With the growing surge in the COVID-19 cases, scientists are working actively to develop therapies and vaccines to impede SARS-CoV-2—the virus that causes the disease.
In this illustration, glycans (dark blue) coat the SARS-CoV-2 spike protein (light blue), which is anchored in the viral envelope (colorful bilayer on bottom). Image Credit: Adapted from ACS Central Science 2020.
Several efforts target the coronavirus spike protein, which attaches to the angiotensin-converting enzyme 2 (ACE2) on human cells to allow the entry of the virus.
Scientists have now revealed an active role played by glycans––sugar molecules that can adorn proteins––in this process, indicating targets for vaccines and therapies. The study has been published in the ACS Central Science journal.

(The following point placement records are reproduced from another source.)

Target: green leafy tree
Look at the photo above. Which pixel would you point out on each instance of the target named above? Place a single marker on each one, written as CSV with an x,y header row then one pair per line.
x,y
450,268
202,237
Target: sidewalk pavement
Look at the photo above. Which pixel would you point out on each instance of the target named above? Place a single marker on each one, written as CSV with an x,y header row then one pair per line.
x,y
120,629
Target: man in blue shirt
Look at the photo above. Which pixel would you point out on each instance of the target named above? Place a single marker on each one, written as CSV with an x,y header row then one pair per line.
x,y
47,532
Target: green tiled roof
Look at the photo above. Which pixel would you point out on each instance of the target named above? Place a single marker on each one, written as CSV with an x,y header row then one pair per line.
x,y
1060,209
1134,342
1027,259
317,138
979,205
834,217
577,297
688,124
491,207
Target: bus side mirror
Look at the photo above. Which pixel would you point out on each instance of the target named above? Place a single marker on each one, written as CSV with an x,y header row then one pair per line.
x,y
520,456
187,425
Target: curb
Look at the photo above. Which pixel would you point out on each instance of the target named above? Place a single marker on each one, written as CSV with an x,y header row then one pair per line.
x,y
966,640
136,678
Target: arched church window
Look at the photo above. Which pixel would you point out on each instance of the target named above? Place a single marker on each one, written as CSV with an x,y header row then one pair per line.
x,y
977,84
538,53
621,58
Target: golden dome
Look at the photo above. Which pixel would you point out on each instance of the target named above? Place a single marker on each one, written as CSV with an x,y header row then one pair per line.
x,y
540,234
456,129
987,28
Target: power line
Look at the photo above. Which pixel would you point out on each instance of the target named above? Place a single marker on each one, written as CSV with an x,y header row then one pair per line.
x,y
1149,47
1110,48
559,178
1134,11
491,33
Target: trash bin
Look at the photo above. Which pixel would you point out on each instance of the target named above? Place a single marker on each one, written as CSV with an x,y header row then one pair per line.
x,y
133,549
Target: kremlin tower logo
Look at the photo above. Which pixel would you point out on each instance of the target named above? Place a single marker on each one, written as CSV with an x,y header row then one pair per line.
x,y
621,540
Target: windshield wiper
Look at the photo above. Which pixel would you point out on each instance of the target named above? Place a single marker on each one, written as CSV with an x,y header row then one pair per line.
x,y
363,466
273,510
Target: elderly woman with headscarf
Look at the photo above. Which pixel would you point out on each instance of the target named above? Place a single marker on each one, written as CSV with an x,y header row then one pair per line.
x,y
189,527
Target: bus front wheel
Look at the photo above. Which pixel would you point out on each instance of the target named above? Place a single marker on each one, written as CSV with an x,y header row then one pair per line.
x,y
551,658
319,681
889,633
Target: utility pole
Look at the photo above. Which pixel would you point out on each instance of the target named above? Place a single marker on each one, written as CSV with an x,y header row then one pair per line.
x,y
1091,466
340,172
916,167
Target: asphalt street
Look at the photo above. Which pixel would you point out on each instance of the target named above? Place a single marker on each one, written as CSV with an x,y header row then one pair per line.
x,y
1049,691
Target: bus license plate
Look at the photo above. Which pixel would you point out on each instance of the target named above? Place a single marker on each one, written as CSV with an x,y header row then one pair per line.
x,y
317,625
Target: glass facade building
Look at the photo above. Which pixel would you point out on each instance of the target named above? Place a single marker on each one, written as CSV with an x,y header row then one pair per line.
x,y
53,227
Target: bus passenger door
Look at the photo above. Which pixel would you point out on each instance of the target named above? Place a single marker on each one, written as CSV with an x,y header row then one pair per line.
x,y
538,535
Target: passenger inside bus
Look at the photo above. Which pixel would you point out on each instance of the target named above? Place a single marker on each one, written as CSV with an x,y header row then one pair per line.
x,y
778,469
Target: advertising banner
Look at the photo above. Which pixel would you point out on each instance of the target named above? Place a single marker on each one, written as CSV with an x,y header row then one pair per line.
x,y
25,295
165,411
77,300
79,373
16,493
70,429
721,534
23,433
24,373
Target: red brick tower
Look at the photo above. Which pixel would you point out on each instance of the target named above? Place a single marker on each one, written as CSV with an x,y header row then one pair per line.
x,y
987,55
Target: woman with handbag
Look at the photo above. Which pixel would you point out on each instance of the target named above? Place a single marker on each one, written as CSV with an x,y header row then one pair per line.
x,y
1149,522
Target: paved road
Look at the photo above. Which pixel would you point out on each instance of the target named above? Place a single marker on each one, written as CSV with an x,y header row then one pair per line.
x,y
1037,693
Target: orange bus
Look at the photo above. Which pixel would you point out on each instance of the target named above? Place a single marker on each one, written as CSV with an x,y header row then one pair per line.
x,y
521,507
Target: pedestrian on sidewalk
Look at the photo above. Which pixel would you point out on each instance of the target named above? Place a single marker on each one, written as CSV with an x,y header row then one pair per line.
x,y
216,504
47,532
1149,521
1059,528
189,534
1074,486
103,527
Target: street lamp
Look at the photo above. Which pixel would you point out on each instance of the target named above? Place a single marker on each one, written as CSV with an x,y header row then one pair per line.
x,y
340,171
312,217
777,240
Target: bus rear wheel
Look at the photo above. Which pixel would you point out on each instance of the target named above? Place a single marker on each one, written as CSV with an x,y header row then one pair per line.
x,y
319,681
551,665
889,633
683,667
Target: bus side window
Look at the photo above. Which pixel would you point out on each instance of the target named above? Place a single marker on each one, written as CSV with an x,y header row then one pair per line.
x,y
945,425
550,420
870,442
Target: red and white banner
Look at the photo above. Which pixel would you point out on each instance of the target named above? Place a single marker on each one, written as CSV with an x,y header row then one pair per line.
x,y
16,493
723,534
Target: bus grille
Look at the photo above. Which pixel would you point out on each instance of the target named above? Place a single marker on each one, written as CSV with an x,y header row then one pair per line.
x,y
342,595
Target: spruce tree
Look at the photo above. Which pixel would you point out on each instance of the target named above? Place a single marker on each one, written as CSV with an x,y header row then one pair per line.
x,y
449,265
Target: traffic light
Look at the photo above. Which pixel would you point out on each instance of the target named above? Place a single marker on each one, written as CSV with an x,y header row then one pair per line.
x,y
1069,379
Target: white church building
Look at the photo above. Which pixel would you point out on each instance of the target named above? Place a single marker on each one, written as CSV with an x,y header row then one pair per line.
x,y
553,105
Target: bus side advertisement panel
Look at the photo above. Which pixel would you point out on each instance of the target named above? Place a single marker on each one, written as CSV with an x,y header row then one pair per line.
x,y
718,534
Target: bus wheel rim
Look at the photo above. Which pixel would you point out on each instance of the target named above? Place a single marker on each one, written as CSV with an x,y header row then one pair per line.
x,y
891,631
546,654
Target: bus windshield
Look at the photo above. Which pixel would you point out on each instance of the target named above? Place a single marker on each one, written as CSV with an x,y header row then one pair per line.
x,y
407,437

Just before the SARS-CoV-2 spike protein can communicate with the ACE2 located on a human cell, it alters its shape to express its receptor binding domain (RBD), the section of the protein that communicates with ACE2. Similar to several viral proteins, the SARS-CoV-2 spike protein has a dense coat of glycans present on its surface.

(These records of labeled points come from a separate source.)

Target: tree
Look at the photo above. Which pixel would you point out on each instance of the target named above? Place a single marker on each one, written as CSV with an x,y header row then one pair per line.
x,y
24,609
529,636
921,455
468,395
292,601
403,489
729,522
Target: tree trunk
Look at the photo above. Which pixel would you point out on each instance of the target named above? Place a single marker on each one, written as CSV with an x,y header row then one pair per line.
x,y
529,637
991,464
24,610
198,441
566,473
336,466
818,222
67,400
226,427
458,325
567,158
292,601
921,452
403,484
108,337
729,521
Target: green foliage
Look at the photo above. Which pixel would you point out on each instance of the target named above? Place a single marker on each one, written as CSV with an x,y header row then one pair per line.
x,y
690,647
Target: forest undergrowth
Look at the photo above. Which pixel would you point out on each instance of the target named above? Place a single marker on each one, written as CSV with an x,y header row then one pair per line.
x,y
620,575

These glycans, which are bound at particular sites, help protect the viral proteins from the host immune system. Rommie Amaro and collaborators from the University of California San Diego, Maynooth University (Ireland), and the University of Texas at Austin speculated whether some glycans in the SARS-CoV-2 spike protein might also play an active role in the process that leads to infection.

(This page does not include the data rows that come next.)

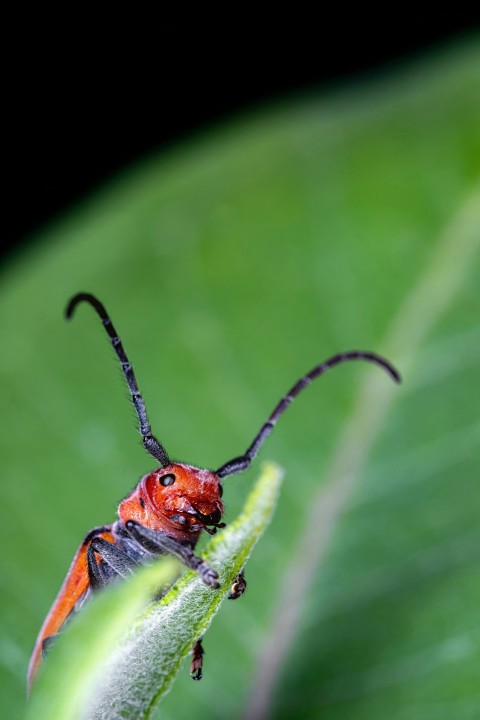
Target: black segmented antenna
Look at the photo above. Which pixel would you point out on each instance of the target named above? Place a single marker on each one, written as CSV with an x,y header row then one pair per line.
x,y
243,461
150,442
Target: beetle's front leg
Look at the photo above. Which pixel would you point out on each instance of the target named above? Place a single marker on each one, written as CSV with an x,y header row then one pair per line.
x,y
117,563
159,542
239,586
197,660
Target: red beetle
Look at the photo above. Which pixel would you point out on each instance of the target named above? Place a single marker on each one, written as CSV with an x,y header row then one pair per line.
x,y
167,510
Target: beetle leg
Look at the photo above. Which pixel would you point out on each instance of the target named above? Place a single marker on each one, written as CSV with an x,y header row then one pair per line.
x,y
158,542
239,586
117,562
197,660
48,642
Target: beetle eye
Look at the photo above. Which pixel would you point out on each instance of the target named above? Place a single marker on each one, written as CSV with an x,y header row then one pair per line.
x,y
167,479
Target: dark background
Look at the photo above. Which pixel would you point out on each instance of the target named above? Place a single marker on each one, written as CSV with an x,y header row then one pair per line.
x,y
83,101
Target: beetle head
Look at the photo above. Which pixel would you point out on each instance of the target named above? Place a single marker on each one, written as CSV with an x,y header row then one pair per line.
x,y
177,498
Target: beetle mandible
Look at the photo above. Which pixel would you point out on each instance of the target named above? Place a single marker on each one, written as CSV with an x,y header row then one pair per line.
x,y
168,509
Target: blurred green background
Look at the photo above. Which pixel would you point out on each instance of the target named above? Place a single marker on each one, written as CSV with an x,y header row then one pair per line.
x,y
232,265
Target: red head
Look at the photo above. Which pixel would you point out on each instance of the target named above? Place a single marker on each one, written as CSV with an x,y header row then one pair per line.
x,y
179,499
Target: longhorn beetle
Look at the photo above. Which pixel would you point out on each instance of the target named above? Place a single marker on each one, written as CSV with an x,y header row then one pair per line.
x,y
168,509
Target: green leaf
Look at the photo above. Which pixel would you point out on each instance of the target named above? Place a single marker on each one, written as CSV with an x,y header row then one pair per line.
x,y
97,671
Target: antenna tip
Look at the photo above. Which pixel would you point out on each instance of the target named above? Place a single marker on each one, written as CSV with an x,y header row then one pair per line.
x,y
77,299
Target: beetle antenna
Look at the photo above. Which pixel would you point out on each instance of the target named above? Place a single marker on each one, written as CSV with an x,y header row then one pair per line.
x,y
242,462
150,442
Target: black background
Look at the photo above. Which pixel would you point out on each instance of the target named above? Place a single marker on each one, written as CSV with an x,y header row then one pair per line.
x,y
83,99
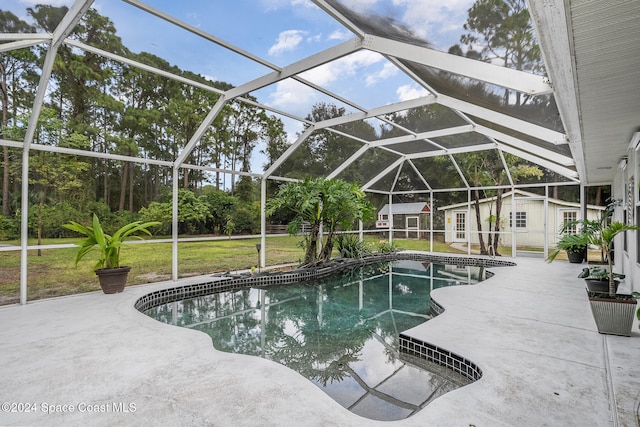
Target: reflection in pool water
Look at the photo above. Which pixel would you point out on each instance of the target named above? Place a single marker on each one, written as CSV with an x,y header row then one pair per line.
x,y
341,333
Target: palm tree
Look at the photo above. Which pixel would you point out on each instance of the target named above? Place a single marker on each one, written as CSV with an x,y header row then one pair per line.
x,y
320,202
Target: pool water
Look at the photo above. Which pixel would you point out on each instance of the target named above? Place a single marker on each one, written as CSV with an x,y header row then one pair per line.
x,y
340,333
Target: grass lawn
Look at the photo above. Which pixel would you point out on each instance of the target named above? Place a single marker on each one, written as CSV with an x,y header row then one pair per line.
x,y
54,273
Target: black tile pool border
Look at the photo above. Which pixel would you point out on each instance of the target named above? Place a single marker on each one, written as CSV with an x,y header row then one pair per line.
x,y
408,345
227,282
440,356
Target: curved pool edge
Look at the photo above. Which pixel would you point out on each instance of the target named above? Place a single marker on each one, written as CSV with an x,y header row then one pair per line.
x,y
226,282
410,347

To determine this, the team employed glycomic and structural data to construct molecular dynamics simulations of the SARS-CoV-2 spike protein integrated in the viral membrane. The computational models, which provided a comprehensive picture of each atom in the spike glycoprotein, showed that N-glycans connected to the spike protein at particular sites (N234 and N165) stabilized the shape change that exposes the RBD, which could lead to infection.
The simulations also detected areas of the spike protein that were not coated by glycans and therefore could be susceptible to antibodies, specifically after the shape undergoes modifications.
In lab experiments using biolayer interferometry, the researchers demonstrated that mutating the spike protein so that it no longer had glycans at N234 and N165 decreased the ability to attach to ACE2. These findings lay the groundwork for novel approaches to combat the pandemic, concluded the researchers.
Casalino, L., et al. (2020) Beyond Shielding: The Roles of Glycans in the SARS-CoV-2 Spike Protein. ACS Central Science. doi.org/10.1021/acscentsci.0c01056.